Consider another table ORDERS as follows:

+-----+---------------------+-------------+--------+ 
|OID  | DATE                | CUSTOMER_ID | AMOUNT | 
+-----+---------------------+-------------+--------+ 
| 102 | 2009-10-08 00:00:00 |           3 | 3000   | 
| 100 | 2009-10-08 00:00:00 |           3 | 1500   | 
| 101 | 2009-11-20 00:00:00 |           2 | 1560   | 
| 103 | 2008-05-20 00:00:00 |           4 | 2060   | 
+-----+---------------------+-------------+--------+

There are different types of joins given as follows:

  • JOIN
  • LEFT OUTER JOIN
  • RIGHT OUTER JOIN
  • FULL OUTER JOIN

JOIN

JOIN clause is used to combine and retrieve the records from multiple tables. JOIN is same as OUTER JOIN in SQL. A JOIN condition is to be raised using the primary keys and foreign keys of the tables.

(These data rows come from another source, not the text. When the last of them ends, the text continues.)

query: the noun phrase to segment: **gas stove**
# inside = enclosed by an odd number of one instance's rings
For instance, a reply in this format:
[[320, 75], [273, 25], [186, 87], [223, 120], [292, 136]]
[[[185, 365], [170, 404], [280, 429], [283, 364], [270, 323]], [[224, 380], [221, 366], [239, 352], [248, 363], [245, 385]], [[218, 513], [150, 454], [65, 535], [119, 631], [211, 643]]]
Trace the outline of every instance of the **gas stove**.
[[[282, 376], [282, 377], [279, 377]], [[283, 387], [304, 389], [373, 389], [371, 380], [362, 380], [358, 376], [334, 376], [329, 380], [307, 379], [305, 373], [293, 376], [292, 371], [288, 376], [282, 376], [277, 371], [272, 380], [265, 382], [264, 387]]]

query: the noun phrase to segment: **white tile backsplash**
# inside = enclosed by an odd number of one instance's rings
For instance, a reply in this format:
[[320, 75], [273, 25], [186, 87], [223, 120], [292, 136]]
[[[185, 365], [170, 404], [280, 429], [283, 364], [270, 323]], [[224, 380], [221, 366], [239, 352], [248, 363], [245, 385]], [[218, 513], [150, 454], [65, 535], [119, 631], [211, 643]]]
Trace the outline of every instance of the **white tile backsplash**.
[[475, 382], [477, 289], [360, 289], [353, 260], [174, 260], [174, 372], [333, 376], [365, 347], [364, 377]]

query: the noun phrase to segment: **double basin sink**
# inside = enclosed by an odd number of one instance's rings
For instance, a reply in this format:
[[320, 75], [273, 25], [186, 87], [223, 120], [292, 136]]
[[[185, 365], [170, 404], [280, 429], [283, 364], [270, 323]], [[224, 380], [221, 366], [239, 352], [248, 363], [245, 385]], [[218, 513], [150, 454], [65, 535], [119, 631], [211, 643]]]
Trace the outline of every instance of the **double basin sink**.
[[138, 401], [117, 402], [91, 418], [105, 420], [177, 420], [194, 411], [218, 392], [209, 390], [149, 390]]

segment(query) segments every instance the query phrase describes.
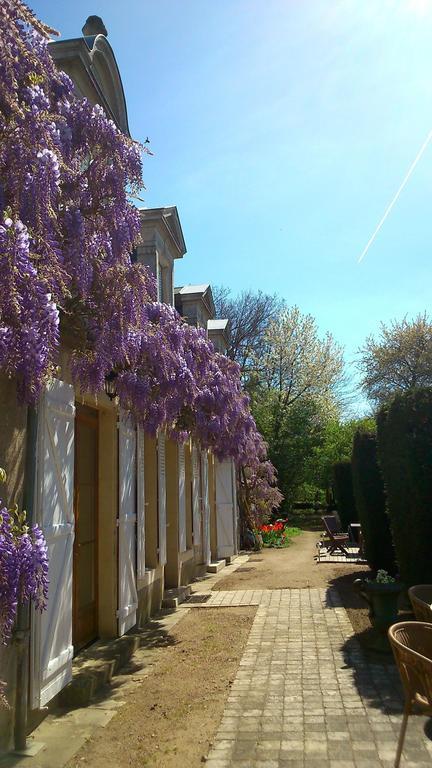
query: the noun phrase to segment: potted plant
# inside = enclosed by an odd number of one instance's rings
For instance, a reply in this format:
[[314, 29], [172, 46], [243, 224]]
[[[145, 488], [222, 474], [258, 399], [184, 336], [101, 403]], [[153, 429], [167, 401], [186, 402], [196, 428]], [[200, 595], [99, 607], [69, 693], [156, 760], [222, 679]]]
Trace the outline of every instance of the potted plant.
[[354, 583], [369, 603], [369, 618], [377, 633], [375, 650], [390, 650], [387, 631], [398, 620], [399, 595], [404, 585], [383, 569], [377, 571], [375, 579], [357, 579]]

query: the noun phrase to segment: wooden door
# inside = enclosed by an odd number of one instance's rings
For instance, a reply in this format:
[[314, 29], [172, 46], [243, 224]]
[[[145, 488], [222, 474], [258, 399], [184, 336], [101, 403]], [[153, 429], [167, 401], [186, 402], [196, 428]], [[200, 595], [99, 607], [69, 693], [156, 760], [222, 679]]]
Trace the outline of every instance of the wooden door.
[[98, 636], [98, 412], [77, 405], [75, 420], [75, 542], [73, 645], [75, 653]]
[[201, 531], [201, 472], [198, 449], [192, 447], [192, 532], [195, 551], [195, 562], [202, 563], [202, 531]]
[[138, 595], [136, 589], [136, 474], [137, 432], [125, 413], [119, 421], [119, 565], [118, 629], [124, 635], [136, 624]]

The following query executes JOIN on the CUSTOMER and ORDER tables, and retrieves the records:

hive> SELECT c.ID, c.NAME, c.AGE, o.AMOUNT 
   > FROM CUSTOMERS c JOIN ORDERS o 
   > ON (c.ID = o.CUSTOMER_ID);

On successful execution of the query, you get to see the following response:

+----+----------+-----+--------+ 
| ID | NAME     | AGE | AMOUNT | 
+----+----------+-----+--------+ 
| 3  | kaushik  | 23  | 3000   | 
| 3  | kaushik  | 23  | 1500   | 
| 2  | Khilan   | 25  | 1560   | 
| 4  | Chaitali | 25  | 2060   | 
+----+----------+-----+--------+

LEFT OUTER JOIN

The HiveQL LEFT OUTER JOIN returns all the rows from the left table, even if there are no matches in the right table. This means, if the ON clause matches 0 (zero) records in the right table, the JOIN still returns a row in the result, but with NULL in each column from the right table.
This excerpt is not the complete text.